A lot of people over social media had a problem with this because it looks as if the picture, though the campaign is for girls being able to be whatever they want to be, depicts the ONLY Black girl in the photo being condensed to an arm on top of her head "holding her down" while a girl is standing over her and the other girls in the photo are freely doing whatever they want.

Pause in the list! Now, while everyone was in an uproar about how subliminally and to some people, obviously racist this ad was, NFL player Matthew Cherry went to Twitter and posted the photo above, but he also share this photo next to it.

This is the 2015 ad from Gap Kids. Notice anything different? Obviously, right? In this photo, you can see that here, there is a Black girl resting her arm on top of the head of a White girl. Hmmm... well... Cherry went on to say "Does the @GapKids pic on the right okay? Let's debate"

Well, when you throw this photo into the mix, let's continue on how yet again, the ad COULD be deemed offensive.

Body Language is Everything

As you can see in the older ad, even though the places have been traded and there's a Black girl on top instead of a White girl, the White girl yet stands there with a whole bunch of confidence and doesn't let someone leaning on her head "hold her down", so to speak. In the recent ad, look at the body language of the girl. It's not a strong pose whatsoever. It's a very timid pose. Her facial expression conveys the look of defeat.

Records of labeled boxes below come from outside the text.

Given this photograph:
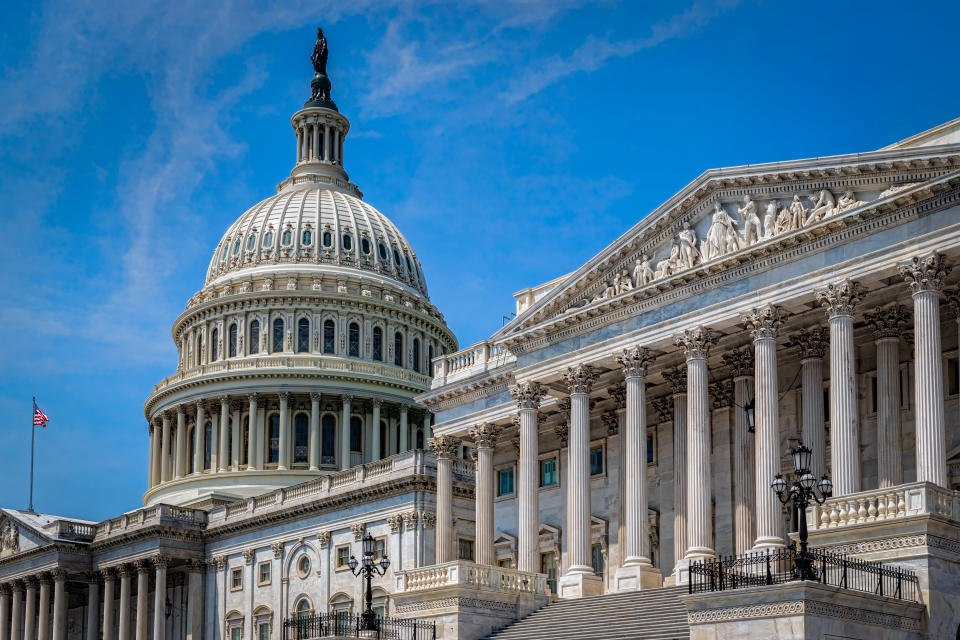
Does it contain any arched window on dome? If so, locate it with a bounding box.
[323,318,336,353]
[393,331,403,367]
[373,327,383,362]
[203,421,213,469]
[228,322,237,358]
[273,318,283,353]
[293,413,310,464]
[297,318,310,353]
[347,322,360,358]
[250,320,260,354]
[350,416,363,453]
[264,413,280,464]
[320,413,337,464]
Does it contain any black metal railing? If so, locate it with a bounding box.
[283,611,437,640]
[689,549,918,602]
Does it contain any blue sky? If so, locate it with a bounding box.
[0,0,960,519]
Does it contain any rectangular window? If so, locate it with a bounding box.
[590,447,603,476]
[457,538,473,562]
[540,458,557,487]
[590,544,603,576]
[497,467,513,496]
[337,544,350,569]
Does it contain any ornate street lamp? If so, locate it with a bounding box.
[770,442,833,580]
[347,531,390,631]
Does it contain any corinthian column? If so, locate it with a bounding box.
[470,423,503,565]
[674,327,717,560]
[723,347,756,555]
[787,327,829,478]
[614,347,663,591]
[663,367,687,584]
[816,280,864,496]
[559,364,603,598]
[510,382,545,573]
[430,435,460,564]
[899,253,951,488]
[863,304,908,489]
[741,306,784,549]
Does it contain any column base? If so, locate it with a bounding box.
[613,563,663,592]
[557,572,603,599]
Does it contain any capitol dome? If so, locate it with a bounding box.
[206,185,427,296]
[144,33,457,507]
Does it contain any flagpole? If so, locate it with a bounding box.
[27,396,37,513]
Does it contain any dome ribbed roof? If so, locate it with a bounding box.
[206,183,427,297]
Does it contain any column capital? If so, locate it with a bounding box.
[470,422,503,449]
[607,376,635,409]
[561,364,598,395]
[897,251,953,294]
[863,304,910,340]
[429,435,460,460]
[740,304,787,341]
[673,327,717,360]
[617,346,656,378]
[510,382,546,409]
[787,327,830,360]
[814,278,867,318]
[660,367,687,396]
[720,346,753,378]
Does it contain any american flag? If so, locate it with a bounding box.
[33,405,50,427]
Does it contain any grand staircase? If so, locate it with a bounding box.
[487,587,690,640]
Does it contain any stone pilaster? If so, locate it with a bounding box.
[615,347,663,591]
[470,423,503,565]
[787,327,830,478]
[430,435,460,564]
[864,304,909,488]
[674,327,717,560]
[741,306,784,549]
[559,364,603,598]
[816,280,864,497]
[722,347,756,555]
[899,252,952,488]
[510,382,545,572]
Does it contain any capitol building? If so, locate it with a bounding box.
[0,27,960,640]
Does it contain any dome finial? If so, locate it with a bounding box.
[303,28,337,111]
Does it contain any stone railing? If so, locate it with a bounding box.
[394,560,547,595]
[94,504,207,542]
[433,341,517,388]
[208,450,437,529]
[153,354,430,394]
[807,482,960,531]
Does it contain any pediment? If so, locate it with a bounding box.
[492,144,960,352]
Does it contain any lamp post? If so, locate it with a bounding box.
[347,531,390,631]
[770,442,833,580]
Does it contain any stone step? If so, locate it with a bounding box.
[488,587,690,640]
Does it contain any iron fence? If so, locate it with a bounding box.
[689,548,919,602]
[283,611,437,640]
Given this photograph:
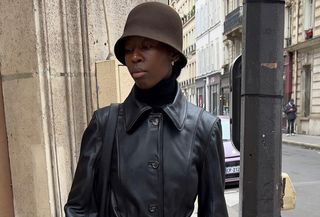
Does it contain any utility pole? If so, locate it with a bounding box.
[239,0,284,217]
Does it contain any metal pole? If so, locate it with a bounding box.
[239,0,284,217]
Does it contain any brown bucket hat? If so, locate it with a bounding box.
[114,2,187,68]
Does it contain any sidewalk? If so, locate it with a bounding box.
[282,134,320,149]
[225,134,320,217]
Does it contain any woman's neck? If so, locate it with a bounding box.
[134,76,177,107]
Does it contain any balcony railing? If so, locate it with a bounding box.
[223,6,242,34]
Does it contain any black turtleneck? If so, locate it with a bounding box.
[134,76,177,108]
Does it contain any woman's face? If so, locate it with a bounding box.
[124,36,177,89]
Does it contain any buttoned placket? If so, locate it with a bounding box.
[148,113,164,216]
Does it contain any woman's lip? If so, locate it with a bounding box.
[131,71,146,79]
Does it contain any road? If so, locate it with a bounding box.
[225,145,320,217]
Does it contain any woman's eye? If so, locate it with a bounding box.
[124,47,133,53]
[141,42,155,50]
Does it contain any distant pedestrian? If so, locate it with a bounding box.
[284,99,297,136]
[65,2,228,217]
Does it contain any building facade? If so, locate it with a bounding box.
[196,0,228,115]
[221,0,243,117]
[169,0,196,103]
[284,0,320,135]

Those are just a few of the reasons people may have found this photo from the ad filled with racist undertones. Some people feel like there are much bigger issues in the country/world to deal with while others are concerned with the overall effect on the psyche of the Black girl in America when it comes to their portrayal in social media and advertising.

I can definitely see where the backlash is coming from because too many times before in advertising, Black or any person of color, for that matter, have been put in compromising positions in commercials and print ads that have done nothing but get published to the world what is thought of us in many stereotypical and demeaning ways. As impressionable as young girls are today with access to the Internet and social media, we don't want those subliminal messages being seeped into the minds of our nieces, cousins, sisters, and daughters.  At the same time, once you consider the ad from the year before where the tables are turned, is it really a big deal? Do you think Gap would do that on purpose when they did the opposite thing the year before without incident? I don't know. I can go both ways about it.

Gap (represented by Debbie Felix) has since released a statement to the Daily Mail Online saying: 
"As a brand with a proud 46-year history of championing diversity and inclusivity, we appreciate the conversation that has taken place and are sorry to anyone we’ve offended. We are replacing the image with a different shot from the campaign, which encourages girls (and boys) everywhere to be themselves and feel pride in what makes them unique."

With all of this being said... SOUND OFF! What do YOU think of the photo? Even though there were plenty of other photos taken where the young Black girl isn't portrayed the way people think she's being portrayed in the ad, I just wonder why they didn't just use that one to begin with.